国際青少年デー(8月12日)に寄せる
コフィー・アナン国連事務総長メッセージ
プレスリリース 03/079-J 2003年08月12日
今年で4回目となる国際青少年デーを迎える今、世界経済は不確実性の時代にあります。失業率の上昇は、労働市場の動きに特に影響を受けやすい若者に深刻な打撃を与えています。解雇、リストラ、労働市場への参入の機会の不足は、多くの人々を経済的に苦しい生活へ、そして絶望へと追いやっています。私たちは、若者の命が犯罪や薬物の乱用、内乱、果てはテロリズムによって無駄にされる悲劇をあまりにもたくさん見てきました。
青少年の失業はすべての国に影響を及ぼしている問題です。国際労働機関(ILO)は、現在およそ7,400万人の若者が職のない状態にあると推定しています。今後10年間に10億人以上が労働人口に加わります。新しい世代は、これまでのどの世代よりも高い教育を受けていますが、仕事を探すにあたっては、これまで同様、多くの障害に直面せざるを得ないでしょう。
私たちは世界中の若者に、一定水準の生産的な仕事を見つける機会を与えるための戦略を発展させなければなりません。そうした仕事は、独立した責任感ある世界市民となることを可能にします。これには、世界中で雇用適性、機会均等、企業家精神、若者のための雇用創出を促進することが含まれます。
「ミレニアム開発目標」の1つとして設定された開発のためのグローバル・パートナーシップの一環として、私は青少年雇用ネットワークを創設し、一連の政策提言を作成するためのハイレベル委員会を任命しました。委員会は、6月30日と7月1日にジュネーブで開かれた第2回会合で、すべての国に対し、この分野でのすぐれた政策活動を国レベルでの実効ある行動に移すことを提唱しました。

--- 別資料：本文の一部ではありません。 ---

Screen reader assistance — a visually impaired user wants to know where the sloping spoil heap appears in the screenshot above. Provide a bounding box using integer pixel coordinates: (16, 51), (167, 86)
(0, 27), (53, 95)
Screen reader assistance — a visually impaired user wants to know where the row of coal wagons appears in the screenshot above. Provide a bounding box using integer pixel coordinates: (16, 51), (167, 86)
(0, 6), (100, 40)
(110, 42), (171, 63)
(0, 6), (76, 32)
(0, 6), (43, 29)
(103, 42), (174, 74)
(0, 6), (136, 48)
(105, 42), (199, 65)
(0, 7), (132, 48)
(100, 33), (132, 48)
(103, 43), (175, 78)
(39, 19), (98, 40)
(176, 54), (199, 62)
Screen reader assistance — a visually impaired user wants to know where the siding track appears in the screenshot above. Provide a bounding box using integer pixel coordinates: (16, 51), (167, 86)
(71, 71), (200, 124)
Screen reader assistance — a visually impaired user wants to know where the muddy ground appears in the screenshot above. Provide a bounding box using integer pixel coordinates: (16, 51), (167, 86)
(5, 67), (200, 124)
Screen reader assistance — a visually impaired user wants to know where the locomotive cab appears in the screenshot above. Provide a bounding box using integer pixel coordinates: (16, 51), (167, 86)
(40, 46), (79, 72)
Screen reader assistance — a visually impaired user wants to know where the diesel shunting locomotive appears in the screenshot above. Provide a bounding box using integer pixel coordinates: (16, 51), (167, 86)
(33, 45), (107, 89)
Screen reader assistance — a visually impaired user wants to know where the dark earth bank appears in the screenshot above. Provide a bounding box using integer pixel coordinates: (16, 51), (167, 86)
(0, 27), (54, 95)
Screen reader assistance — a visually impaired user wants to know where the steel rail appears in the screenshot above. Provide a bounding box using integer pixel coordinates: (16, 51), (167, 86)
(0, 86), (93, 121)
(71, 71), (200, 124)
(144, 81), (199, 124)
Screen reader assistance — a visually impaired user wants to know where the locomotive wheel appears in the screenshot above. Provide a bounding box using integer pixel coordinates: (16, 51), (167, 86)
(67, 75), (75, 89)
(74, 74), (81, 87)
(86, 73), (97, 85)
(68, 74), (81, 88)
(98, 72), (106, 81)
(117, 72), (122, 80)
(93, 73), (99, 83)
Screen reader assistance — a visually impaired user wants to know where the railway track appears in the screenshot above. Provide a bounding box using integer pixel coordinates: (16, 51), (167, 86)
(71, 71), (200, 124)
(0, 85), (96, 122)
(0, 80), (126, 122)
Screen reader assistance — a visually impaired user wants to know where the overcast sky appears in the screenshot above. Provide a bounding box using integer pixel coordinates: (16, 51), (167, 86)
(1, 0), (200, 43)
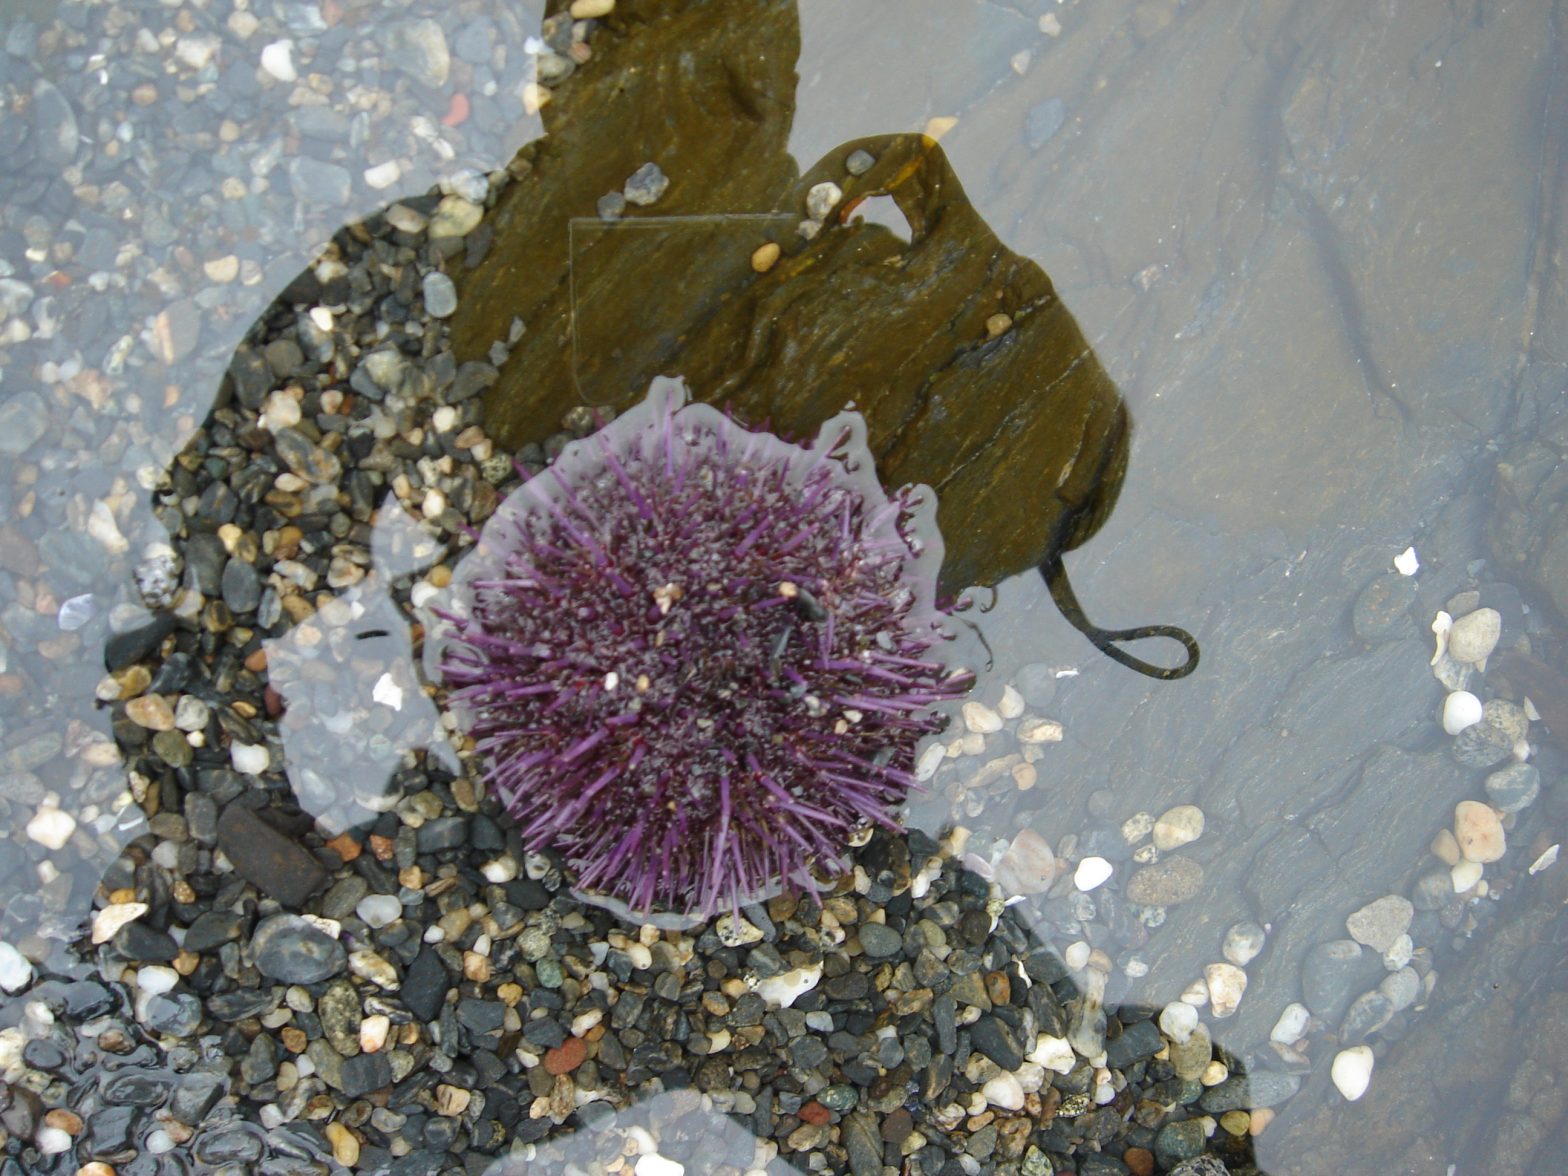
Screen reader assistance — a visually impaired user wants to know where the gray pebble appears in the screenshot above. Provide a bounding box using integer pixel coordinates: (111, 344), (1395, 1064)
(623, 161), (670, 206)
(422, 272), (458, 318)
(251, 914), (346, 984)
(857, 922), (902, 958)
(1025, 98), (1066, 150)
(845, 149), (875, 176)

青少年雇用ネットワークとその国別パートナーは、ILOおよび世界銀行の専門能力を活かして、若者の雇用に関する国としての行動計画を策定する予定です。私は、若者の雇用のために財政的な資源を動員し、学校と職場との間に橋をかけ、国の行動計画の策定と実行において若者の組織が積極的な役割を果たすよう促すというこのネットワークの目的を全面的に支援しています。
若者は決して社会の重荷であるとみなされるべきではありません。若者は社会の最も貴重な資産です。ある委員が強調したように、問題なのは「失業」です。若者は問題ではなく「答え」なのです。この国際青少年デーを機に、社会の発展と進歩に貢献する機会が世界中の若者に与えられるよう力を尽くしていきましょう。